Un regard qui tue

           Le beau et terrible roman de Ôoka Shohei, Les Feux (Nobi, 野火 ,1951), vaut par la densité du récit, le caractère extrême des circonstances évoquées et des problèmes soulevés. Il décrit la solitude d’un soldat pendant la guerre, perdu parmi les îles philippines sous un climat torride et face à un ennemi puissant, qui le confronte sans cesse à la mort ou à la faim. Le face à face avec soi-même est plus terrible que le cannibalisme où le personnage se trouve mêlé sans le savoir, parce qu’il en est la condition désespérée.

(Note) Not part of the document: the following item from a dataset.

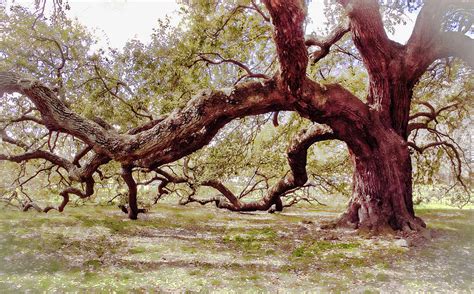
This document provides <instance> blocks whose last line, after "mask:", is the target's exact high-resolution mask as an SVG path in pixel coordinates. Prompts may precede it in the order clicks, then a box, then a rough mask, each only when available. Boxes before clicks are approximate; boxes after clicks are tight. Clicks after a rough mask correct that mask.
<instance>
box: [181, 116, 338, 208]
mask: <svg viewBox="0 0 474 294" xmlns="http://www.w3.org/2000/svg"><path fill="white" fill-rule="evenodd" d="M336 138H337V137H336V136H335V135H334V133H333V132H332V130H331V129H330V128H329V127H327V126H325V125H313V126H311V127H310V128H309V129H307V130H303V131H302V132H300V133H299V134H298V135H297V136H296V137H295V138H294V139H293V140H292V142H291V143H290V146H289V148H288V163H289V165H290V171H289V172H288V173H287V174H286V175H285V176H284V177H282V178H281V179H280V180H279V181H278V182H277V183H275V184H274V185H273V186H272V187H270V188H269V189H268V190H267V192H266V194H265V196H264V197H263V198H262V199H260V200H257V201H252V202H244V201H242V200H241V199H240V198H239V197H237V196H236V195H235V194H234V193H233V192H232V191H230V190H229V189H228V188H227V187H226V186H225V185H224V184H223V183H221V182H220V181H217V180H211V181H206V182H203V183H202V185H203V186H208V187H212V188H214V189H216V190H218V191H219V192H220V193H221V194H222V195H223V196H224V197H225V199H226V200H227V201H223V200H222V199H221V198H219V197H212V198H209V199H204V200H202V199H201V200H197V199H196V198H195V197H194V193H193V194H192V195H191V196H190V197H188V199H187V200H186V201H185V202H184V204H186V203H189V202H199V203H201V204H207V203H211V202H214V203H216V206H217V207H219V208H224V209H228V210H231V211H256V210H269V209H270V208H271V207H272V206H273V205H275V209H276V210H277V211H281V210H282V209H283V204H282V201H281V196H283V195H285V194H287V193H289V192H291V191H294V190H295V189H297V188H300V187H302V186H303V185H304V184H305V183H306V181H307V180H308V175H307V173H306V160H307V158H306V157H307V150H308V148H309V147H310V146H311V145H313V144H314V143H316V142H320V141H325V140H332V139H336Z"/></svg>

      Un passage du roman a retenu mon attention. Il confirme à quel point des notes seraient souvent utiles à la lecture des romans japonais, et que sans elles, nous risquons de ne pas comprendre certains détails, ou de voir échapper des clés. On perçoit alors la valeur de la collection « Connaissance de l’Orient », chez Gallimard, où les traducteurs fournissent des éclairages capitaux – pensons par exemple à la traduction réputée exemplaire de La Sumida de Nagaï Kafu, par Pierre Faure.

Feux

     Un passage précis des Feux pourrait tendre un petit piège à un lecteur français, en le faisant passer à côté d’un élément que la traduction peut difficilement expliciter sans ajouter au texte original. Le soldat Tamura, qui raconte son aventure, est entré dans un village déserté sous les bombardements américains. Il se trouve nez à nez avec deux Philippins désarmés : un homme et une femme. « La femme cria […]. Son visage se tordit, et tout en continuant à crier à intervalles réguliers, ses yeux ne quittaient pas mon visage. Ma réaction fut la colère. Je tirai. Il me sembla que la balle l’atteignit en pleine poitrine. »

            Une première lecture de ce passage accuse la monstruosité du soldat, qui tire sur une femme en état de panique et sans défense. Au cours de ma première lecture, j’avoue avoir pris ce Tamura pour un imbécile ou une machine à tuer, mais il manquait à ma compréhension de son crime un élément explicatif. Le soldat se l’avoue ensuite : « il me fallait bien accepter de n’être plus qu’un soldat criminel. Je ne pouvais plus avoir de relations avec Dieu ni même avec les hommes. » Quoique son propre jugement soit sans proportion avec la mort qu’il a donnée, et qu’il confirme le sentiment d’horreur et d’indignation du lecteur, le narrateur passe vite sur un élément d’explication à son acte – explication et non justification – parce qu’il est inutile aux lecteurs japonais, pour qui le roman est d’abord écrit.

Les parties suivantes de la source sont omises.